A library to load the MNIST image data.  For details of the data
structures that are returned, see the doc strings for ``load_data``
and ``load_data_wrapper``.  In practice, ``load_data_wrapper`` is the
function usually called by our neural network code.
"""

#### Libraries
# Standard library
import cPickle
import gzip

# Third-party libraries
import numpy as np

def load_data():
    """Return the MNIST data as a tuple containing the training data,
    the validation data, and the test data.

    The ``training_data`` is returned as a tuple with two entries.
    The first entry contains the actual training images.  This is a
    numpy ndarray with 50,000 entries.  Each entry is, in turn, a
    numpy ndarray with 784 values, representing the 28 * 28 = 784
    pixels in a single MNIST image.

    The second entry in the ``training_data`` tuple is a numpy ndarray
    containing 50,000 entries.  Those entries are just the digit
    values (0...9) for the corresponding images contained in the first
    entry of the tuple.

    The ``validation_data`` and ``test_data`` are similar, except
    each contains only 10,000 images.

    This is a nice data format, but for use in neural networks it's
    helpful to modify the format of the ``training_data`` a little.
    That's done in the wrapper function ``load_data_wrapper()``, see
    below.
    """
    f = gzip.open('../data/mnist.pkl.gz', 'rb')
    training_data, validation_data, test_data = cPickle.load(f)
    f.close()
    return (training_data, validation_data, test_data)

def load_data_wrapper():
    """Return a tuple containing ``(training_data, validation_data,
    test_data)``. Based on ``load_data``, but the format is more
    convenient for use in our implementation of neural networks.

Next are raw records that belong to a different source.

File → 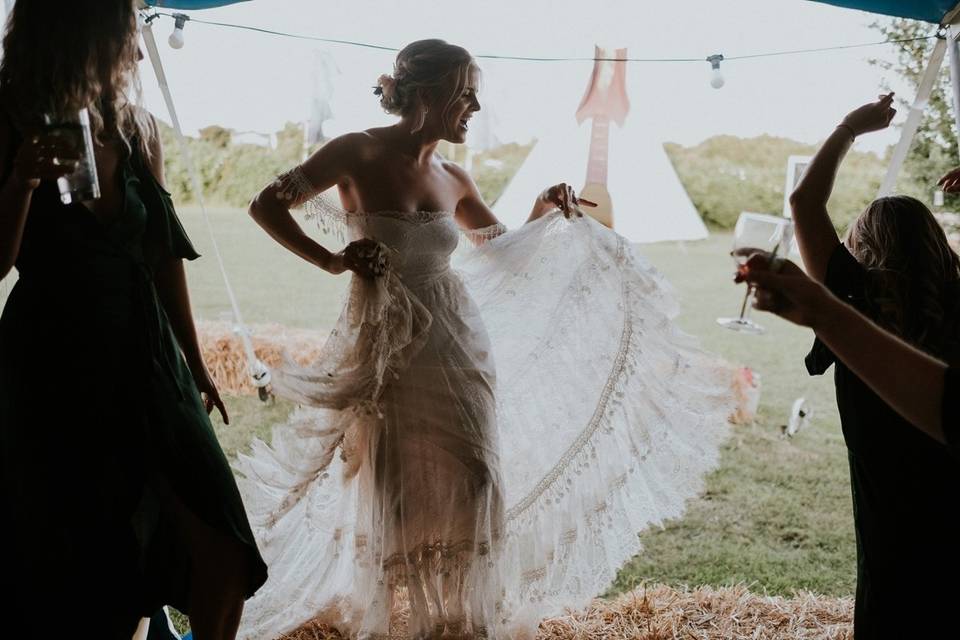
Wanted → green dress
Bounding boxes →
[0,136,266,637]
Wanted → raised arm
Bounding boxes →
[249,133,375,277]
[741,256,946,443]
[790,93,896,282]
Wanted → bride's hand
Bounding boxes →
[327,238,389,279]
[540,182,597,218]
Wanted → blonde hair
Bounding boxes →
[374,39,479,131]
[0,0,153,155]
[846,196,960,360]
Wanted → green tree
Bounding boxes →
[871,18,960,209]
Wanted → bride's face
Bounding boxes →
[438,66,480,144]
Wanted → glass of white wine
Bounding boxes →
[717,212,793,335]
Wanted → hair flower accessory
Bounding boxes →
[373,73,397,100]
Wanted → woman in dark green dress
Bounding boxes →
[776,94,960,640]
[0,0,266,640]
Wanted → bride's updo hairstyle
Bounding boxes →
[374,39,479,131]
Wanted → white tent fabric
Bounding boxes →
[493,115,707,243]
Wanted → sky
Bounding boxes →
[3,0,933,151]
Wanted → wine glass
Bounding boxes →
[717,212,793,335]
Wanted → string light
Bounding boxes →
[707,53,725,89]
[147,11,942,65]
[167,13,190,49]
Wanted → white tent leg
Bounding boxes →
[142,22,270,388]
[877,39,947,198]
[947,25,960,160]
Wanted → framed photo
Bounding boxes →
[783,156,813,218]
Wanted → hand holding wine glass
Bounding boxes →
[717,212,793,335]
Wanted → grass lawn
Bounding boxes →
[0,208,855,595]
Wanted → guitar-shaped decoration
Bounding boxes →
[577,47,630,229]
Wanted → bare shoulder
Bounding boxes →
[307,131,383,167]
[134,107,164,184]
[440,157,476,195]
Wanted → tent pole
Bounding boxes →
[142,22,270,390]
[947,25,960,160]
[877,39,947,198]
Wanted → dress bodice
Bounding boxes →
[346,211,460,285]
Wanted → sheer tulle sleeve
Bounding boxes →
[276,165,347,240]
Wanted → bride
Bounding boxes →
[237,40,730,639]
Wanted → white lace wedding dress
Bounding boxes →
[237,175,732,640]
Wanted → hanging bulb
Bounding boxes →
[167,13,190,49]
[707,53,725,89]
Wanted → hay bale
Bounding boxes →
[283,585,853,640]
[197,321,327,395]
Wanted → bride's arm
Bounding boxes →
[249,133,375,276]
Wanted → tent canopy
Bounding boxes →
[813,0,957,24]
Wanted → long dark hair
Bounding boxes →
[0,0,152,152]
[847,196,960,361]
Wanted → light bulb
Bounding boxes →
[710,69,724,89]
[167,13,190,49]
[707,53,726,89]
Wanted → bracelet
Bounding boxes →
[837,122,857,142]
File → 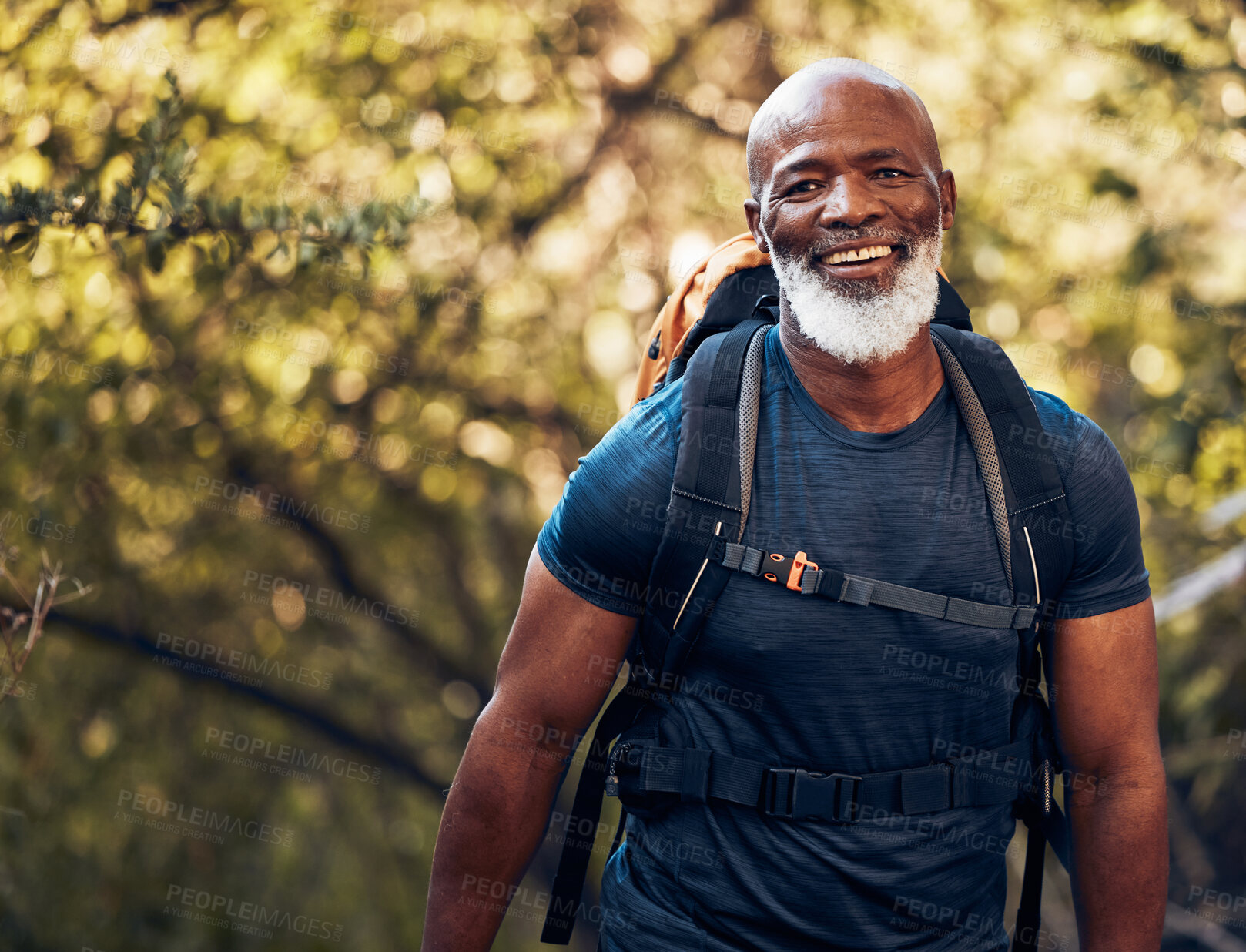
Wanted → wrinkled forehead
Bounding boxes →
[750,73,940,184]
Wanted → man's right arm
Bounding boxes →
[421,547,638,952]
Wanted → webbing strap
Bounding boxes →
[710,541,1036,628]
[627,738,1042,821]
[541,690,643,946]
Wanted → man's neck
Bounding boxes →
[779,308,943,432]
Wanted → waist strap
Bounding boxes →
[605,738,1052,823]
[709,538,1036,628]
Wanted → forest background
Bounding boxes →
[0,0,1246,952]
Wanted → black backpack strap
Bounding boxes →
[641,317,770,680]
[931,324,1073,605]
[541,683,645,946]
[931,324,1073,952]
[541,317,770,946]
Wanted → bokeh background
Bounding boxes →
[0,0,1246,952]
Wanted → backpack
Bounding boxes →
[541,233,1073,952]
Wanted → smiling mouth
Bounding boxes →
[815,244,896,264]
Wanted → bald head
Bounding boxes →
[746,56,943,200]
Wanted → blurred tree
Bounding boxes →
[0,0,1246,950]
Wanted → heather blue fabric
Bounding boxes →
[537,329,1150,952]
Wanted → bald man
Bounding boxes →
[423,59,1167,952]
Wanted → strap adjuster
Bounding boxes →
[788,552,817,592]
[759,552,817,592]
[762,768,861,823]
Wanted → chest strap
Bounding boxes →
[709,538,1036,628]
[605,738,1052,823]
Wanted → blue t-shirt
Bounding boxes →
[537,327,1150,952]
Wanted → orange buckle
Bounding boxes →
[788,552,817,592]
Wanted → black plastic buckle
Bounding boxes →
[762,768,861,823]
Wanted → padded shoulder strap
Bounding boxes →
[641,318,770,675]
[931,324,1073,605]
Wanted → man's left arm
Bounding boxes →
[1044,597,1169,952]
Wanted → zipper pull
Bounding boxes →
[605,742,631,796]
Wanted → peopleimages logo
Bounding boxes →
[112,790,294,846]
[203,728,381,784]
[242,568,420,628]
[165,882,341,942]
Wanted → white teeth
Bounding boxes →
[822,244,891,264]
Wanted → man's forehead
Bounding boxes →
[749,62,942,192]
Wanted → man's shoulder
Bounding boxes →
[1026,385,1124,488]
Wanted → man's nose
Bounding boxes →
[819,174,887,228]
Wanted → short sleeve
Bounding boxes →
[537,387,679,617]
[1057,414,1151,618]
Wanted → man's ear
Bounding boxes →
[938,168,956,232]
[744,198,770,254]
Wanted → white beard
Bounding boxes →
[762,226,943,364]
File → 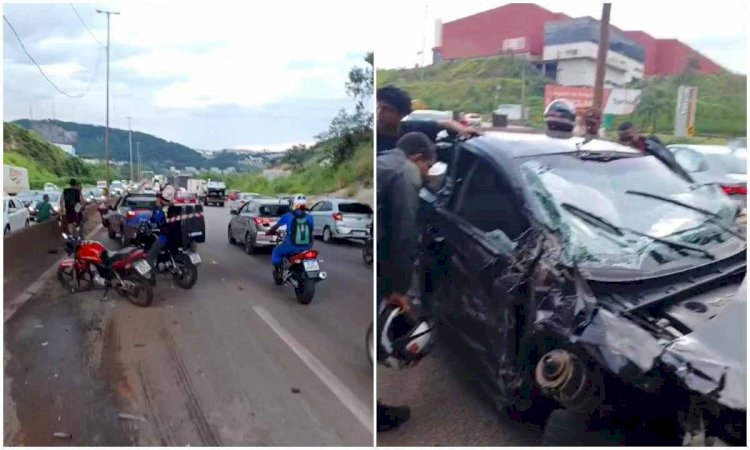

    In particular, ``training_data`` is a list containing 50,000
    2-tuples ``(x, y)``.  ``x`` is a 784-dimensional numpy.ndarray
    containing the input image.  ``y`` is a 10-dimensional
    numpy.ndarray representing the unit vector corresponding to the
    correct digit for ``x``.

    ``validation_data`` and ``test_data`` are lists containing 10,000
    2-tuples ``(x, y)``.  In each case, ``x`` is a 784-dimensional
    numpy.ndarry containing the input image, and ``y`` is the
    corresponding classification, i.e., the digit values (integers)
    corresponding to ``x``.

    Obviously, this means we're using slightly different formats for
    the training data and the validation / test data.  These formats
    turn out to be the most convenient for use in our neural network
    code."""
    tr_d, va_d, te_d = load_data()
    training_inputs = [np.reshape(x, (784, 1)) for x in tr_d[0]]
    training_results = [vectorized_result(y) for y in tr_d[1]]
    training_data = zip(training_inputs, training_results)
    validation_inputs = [np.reshape(x, (784, 1)) for x in va_d[0]]
    validation_data = zip(validation_inputs, va_d[1])
    test_inputs = [np.reshape(x, (784, 1)) for x in te_d[0]]
    test_data = zip(test_inputs, te_d[1])
    return (training_data, validation_data, test_data)

def vectorized_result(j):
    """Return a 10-dimensional unit vector with a 1.0 in the jth
    position and zeroes elsewhere.  This is used to convert a digit
    (0...9) into a corresponding desired output from the neural
    network."""
    e = np.zeros((10, 1))
    e[j] = 1.0
    return e

def load_data_wrapper2():
    """Return a tuple containing ``(training_data, validation_data,
    test_data)``. Based on ``load_data``, but the format is more
    convenient for use in our implementation of neural networks.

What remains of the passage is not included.